Firefighters are reporting a significant spike in fires from Christmas trees toward the end of January.
So, they recommend disposing of trees sooner rather than later.
“A lot of people don't realize that house fires with Christmas trees happen after the holidays. A lot of people in the fire department don’t even realize it,” said Jason Evans, Public Information Officer with Dallas Fire-Rescue.
NBC 5 met a father who is not taking any chances. He took his tree down days ago, saying the longer it's in the house, the more he had to be on guard.
“Maybe something's going to happen to the connection. You gotta take it down and be safe," said Mike Al Ashoor.
Chances are the tree in your home was first cut down in October and sat drying out on trucks, tree lots and then in your living room.
With the temperature dropping outside, we blast the heat, which makes matters worse.
Weeks ago, the Fort Worth Fire Department demonstrated how a fresh cut tree with water in its leaves doesn't burn. They also showed how one that's dried out goes up in flames quickly.
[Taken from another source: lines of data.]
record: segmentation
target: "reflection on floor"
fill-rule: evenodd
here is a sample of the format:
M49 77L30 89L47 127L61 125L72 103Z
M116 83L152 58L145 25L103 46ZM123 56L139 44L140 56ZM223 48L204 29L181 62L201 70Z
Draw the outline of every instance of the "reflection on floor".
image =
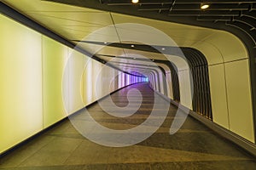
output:
M90 114L96 122L113 129L128 129L141 124L150 114L154 102L154 93L147 84L130 86L111 98L117 105L125 106L126 93L133 88L143 96L143 104L134 115L124 118L113 116L97 104L88 108ZM137 102L136 98L131 102ZM164 123L148 139L121 148L95 144L78 133L69 121L65 121L1 158L0 169L256 169L255 158L191 117L186 119L177 133L170 135L176 110L170 105Z

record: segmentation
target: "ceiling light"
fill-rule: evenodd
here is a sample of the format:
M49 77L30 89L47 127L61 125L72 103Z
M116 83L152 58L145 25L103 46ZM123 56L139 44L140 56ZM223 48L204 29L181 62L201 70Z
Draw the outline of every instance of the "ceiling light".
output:
M201 3L201 9L206 9L206 8L208 8L210 7L209 4L206 4L206 3Z
M139 0L131 0L131 3L137 3Z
The dry trees are a big reason why fires spike significantly at the end of January. More than a third of Christmas tree fires happen then, according to Evans.
Evans said even those who are good about the watering in December start to slack off now.
“During the holiday people are aware of the need to hydrate the tree, they want to look good for pictures and whatnot. But after Christmas passes, people forget they still need to get that tree hydrated,” he said.